However, when the binding efficiency is high (Fig 6A) the simulation curves predict different time constants for ASC depletion at different locations within the cell: slower depletion occurs at locations further away from the speck. This finding is contrary to the location-independent ASC decay rate that is observed experimentally (see Fig 4). The simulation is brought into agreement with the observational data by substantially decreasing the binding efficiency to KB = 10 %. To match the experimentally observed decay time, the diffusion coefficient is then raised to D = 80 μm2/s, which is still reasonably close to the diffusion coefficient predicted from the molecular weight (Fig. 6B). Simulation with this set of parameters yields almost homogenous ASC concentration at different locations, and the time constant of the single exponential decay is 56 seconds. Additional simulations with varying KB show that ASC becomes more homogenous as KB is further reduced, but at the cost of an increasing, but unlikely, large diffusion coefficients in order to prevent the decay time from becoming inconsistent with observations. Thus the simulations suggest that the binding of ASC to a speck is both efficient, with ~ 10% of collisions resulting in a binding event, and diffusion-limited, since even a modest decrease in the diffusion rate is predicted to cause inhomogeneities in soluble ASC distributions that are not observed.

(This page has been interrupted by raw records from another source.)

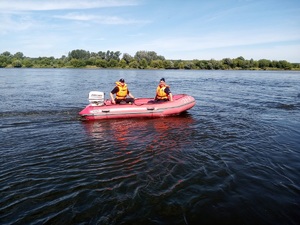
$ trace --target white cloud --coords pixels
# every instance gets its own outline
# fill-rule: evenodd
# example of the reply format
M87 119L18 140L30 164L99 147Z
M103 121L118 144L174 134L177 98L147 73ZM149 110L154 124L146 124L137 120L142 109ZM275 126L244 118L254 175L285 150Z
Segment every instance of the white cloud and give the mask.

Active transport along microtubules may be involved in some protein aggregation processes (Garcia-Mata et al., 1999). Since the majority of specks are localized near the microtubule-organizing center (MTOC), and since treatment of cells with the microtubule toxin nocodazole prevents ASC speck formation (Balci-Peynircioglu et al., 2008), motor proteins moving ASC molecules along microtubules seems an attractive possibility. Given the narrow range of parameters that can predict the kinetics of speck formation from diffusion, we considered whether active transport of ASC proteins might play a role during ASC speck formation (see supporting information for a detailed discussion). Active transport was modeled by assuming a hypothetical microtubule structure around the speck as a hub, on which motor proteins are assumed to transport ASC at a constant rate of speed. For all parameters, this model predicts that active transport results in an inhomogeneous ASC distribution during speck formation (Fig. S1 and S2), contrary to experimental observations. Therefore, we can reject this simplified active transport model, and conclude that diffusion is most likely the dominant mechanism by which ASC moves to a speck, though we cannot exclude the possibility that some active transport is involved.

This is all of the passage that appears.